Requirements (mandatory)

Functional Requirements

  • FR-001: The production image MUST be built via a multi-stage process — a build stage compiles the application into static assets, and a separate runtime stage serves only those assets.
  • FR-002: The runtime stage MUST NOT contain the Node.js runtime, npm, source TypeScript, or node_modules/.
  • FR-003: The container MUST serve the application on port 8080. External orchestrators (docker-compose, Kubernetes ingress) map this to port 80 as needed.
  • FR-004: The container MUST handle SPA (single-page application) routing by returning the app shell for any unmatched path, so client-side routing works correctly.
  • FR-005: The container MUST run as a non-root user.
  • FR-006: The container MUST expose a health-check endpoint that returns success when the service is ready to accept traffic.
  • FR-007: The container MUST exit with code 0 when sent a graceful stop signal.
  • FR-008: Static assets MUST be served with cache-control headers that enable client-side caching for fingerprinted assets.
  • FR-009: The Dockerfile MUST structure layers so that dependency installation is cached independently from source code changes.
  • FR-010: The build MUST be reproducible — given the same source and lockfile, successive builds produce equivalent images.
  • FR-011: No credentials, secrets, or API keys MUST appear in any image layer.

Key Entities

  • Build Stage: The intermediate container that installs dependencies and compiles source into static assets; discarded after build.
  • Static Assets: The compiled output (HTML, JS bundles, CSS, fonts, images) that the runtime stage serves.
  • Runtime Stage: The minimal final image containing only a web server and the compiled static assets.
  • Production Image: The tagged, distributable image produced by the build; used directly in deployment.

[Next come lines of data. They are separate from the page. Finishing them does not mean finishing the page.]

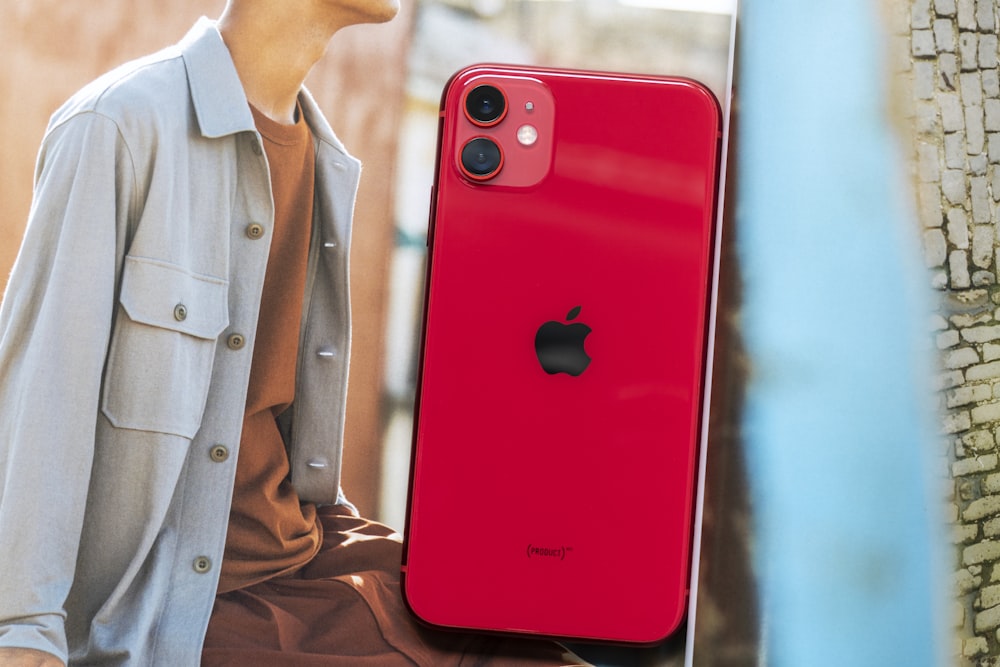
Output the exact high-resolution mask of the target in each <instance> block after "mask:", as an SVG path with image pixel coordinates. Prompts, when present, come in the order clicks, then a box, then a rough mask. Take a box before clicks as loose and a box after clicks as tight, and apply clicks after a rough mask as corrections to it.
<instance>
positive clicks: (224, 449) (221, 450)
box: [208, 445, 229, 463]
mask: <svg viewBox="0 0 1000 667" xmlns="http://www.w3.org/2000/svg"><path fill="white" fill-rule="evenodd" d="M208 455H209V456H210V457H211V458H212V460H213V461H215V462H216V463H222V462H223V461H225V460H226V459H228V458H229V448H228V447H226V446H225V445H216V446H214V447H212V448H211V449H210V450H208Z"/></svg>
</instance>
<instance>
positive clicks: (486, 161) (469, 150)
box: [462, 137, 503, 180]
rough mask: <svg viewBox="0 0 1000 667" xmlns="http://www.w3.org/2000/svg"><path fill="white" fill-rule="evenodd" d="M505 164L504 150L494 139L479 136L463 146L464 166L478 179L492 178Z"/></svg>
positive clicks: (468, 173)
mask: <svg viewBox="0 0 1000 667" xmlns="http://www.w3.org/2000/svg"><path fill="white" fill-rule="evenodd" d="M502 164H503V152H502V151H501V150H500V146H498V145H497V144H496V142H495V141H493V140H492V139H487V138H486V137H478V138H476V139H473V140H472V141H470V142H469V143H467V144H465V146H464V147H463V148H462V168H463V169H464V170H465V173H466V174H467V175H468V176H470V177H472V178H474V179H476V180H486V179H488V178H492V177H493V176H494V175H496V173H497V172H498V171H500V166H501V165H502Z"/></svg>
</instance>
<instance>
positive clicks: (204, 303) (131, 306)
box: [119, 257, 229, 338]
mask: <svg viewBox="0 0 1000 667" xmlns="http://www.w3.org/2000/svg"><path fill="white" fill-rule="evenodd" d="M228 294H229V281H228V280H224V279H222V278H215V277H213V276H207V275H203V274H198V273H192V272H191V271H188V270H187V269H185V268H183V267H181V266H177V265H176V264H170V263H168V262H163V261H160V260H154V259H147V258H145V257H126V258H125V267H124V269H123V270H122V291H121V297H120V298H119V301H120V302H121V304H122V307H123V308H124V309H125V312H126V313H128V316H129V318H131V319H132V320H133V321H134V322H141V323H143V324H149V325H151V326H155V327H161V328H163V329H171V330H173V331H180V332H183V333H186V334H189V335H191V336H197V337H198V338H217V337H218V336H219V334H221V333H222V332H223V331H224V330H225V328H226V327H227V326H229V305H228Z"/></svg>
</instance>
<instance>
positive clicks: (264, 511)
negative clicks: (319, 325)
mask: <svg viewBox="0 0 1000 667" xmlns="http://www.w3.org/2000/svg"><path fill="white" fill-rule="evenodd" d="M253 113H254V120H255V122H256V124H257V130H258V131H259V132H260V133H261V136H262V137H263V139H264V150H265V154H266V155H267V159H268V164H269V166H270V171H271V189H272V192H273V196H274V228H273V232H272V234H273V236H272V238H271V250H270V256H269V257H268V262H267V272H266V273H265V276H264V290H263V294H262V296H261V303H260V315H259V319H258V321H257V339H256V343H255V344H254V351H253V361H252V364H251V368H250V385H249V390H248V392H247V404H246V413H245V416H244V421H243V436H242V439H241V441H240V453H239V459H238V461H237V463H236V483H235V487H234V489H233V503H232V508H231V509H230V515H229V532H228V535H227V536H226V550H225V554H224V556H223V560H222V572H221V575H220V581H219V592H226V591H230V590H234V589H237V588H242V587H245V586H249V585H251V584H254V583H257V582H260V581H263V580H265V579H269V578H271V577H274V576H277V575H280V574H283V573H287V572H290V571H292V570H295V569H297V568H298V567H300V566H302V565H303V564H305V563H306V562H308V561H309V560H310V559H311V558H312V557H313V556H314V555H315V554H316V552H317V551H318V550H319V547H320V543H321V542H322V537H323V536H322V528H321V526H320V524H319V522H318V521H316V508H315V506H313V505H312V504H301V503H300V502H299V497H298V494H297V493H296V492H295V489H294V488H293V487H292V484H291V481H290V479H289V475H288V473H289V463H288V452H287V450H286V448H285V443H284V440H283V439H282V437H281V433H280V432H279V430H278V426H277V424H276V422H275V418H276V417H277V416H278V415H279V414H281V413H282V412H283V411H284V410H285V409H286V408H288V406H289V405H291V403H292V400H293V399H294V396H295V369H296V364H297V360H298V348H299V328H300V324H301V319H302V302H303V298H304V294H305V284H306V267H307V264H308V256H309V239H310V236H311V231H312V212H313V188H314V177H315V157H316V156H315V148H314V146H313V139H312V133H311V132H310V131H309V126H308V125H306V123H305V121H304V120H303V119H302V115H301V113H299V115H298V121H297V122H296V123H295V124H294V125H282V124H280V123H277V122H275V121H272V120H271V119H269V118H267V117H266V116H264V115H263V114H261V113H260V112H258V111H257V110H256V109H253Z"/></svg>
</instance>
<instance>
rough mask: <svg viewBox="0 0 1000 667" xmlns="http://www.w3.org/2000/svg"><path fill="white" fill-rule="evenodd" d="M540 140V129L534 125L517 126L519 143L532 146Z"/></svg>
mask: <svg viewBox="0 0 1000 667" xmlns="http://www.w3.org/2000/svg"><path fill="white" fill-rule="evenodd" d="M536 141H538V130H536V129H535V126H534V125H522V126H521V127H519V128H517V143H519V144H521V145H522V146H531V145H532V144H534V143H535V142H536Z"/></svg>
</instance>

Success Criteria (mandatory)

Measurable Outcomes

  • SC-001: The container serves a 200 response on port 8080 within 30 seconds of starting.
  • SC-002: The production image is substantially smaller than a single-stage image that retains the Node.js toolchain. A manual size comparison after the initial build confirms the multi-stage approach delivers a meaningful reduction (expected: >60% reduction).
  • SC-003: A source-only rebuild completes in under 30 seconds (dependency layer served from cache).
  • SC-004: All 11 functional requirements pass automated verification on every build.
  • SC-005: The running container process has UID ≠ 0, confirmed by automated check.
  • SC-006: No existing integration tests regress after the Dockerfile and supporting files are introduced.

Assumptions

  • The Angular application is built for production using the standard build toolchain (ng build --configuration production or equivalent), producing a dist/ output directory.
  • The production web server is responsible for SPA fallback routing (returning the app shell for unmatched paths).
  • Gzip or Brotli compression at the web server layer is desirable but not mandatory for the initial implementation.
  • The UI container does not need to proxy API requests — it communicates with the API directly from the browser (the Angular proxy config is only used in local development).
  • The container listens on port 8080 (non-privileged, enabling non-root operation). External load balancers or ingress controllers map this to port 80. TLS termination occurs upstream.
  • The build context is the ui/ directory; files excluded from the build context (source maps in CI, node_modules/ already present locally) are managed via .dockerignore.
  • The same verification approach used for the API image (a shell script as the TDD artefact) applies here.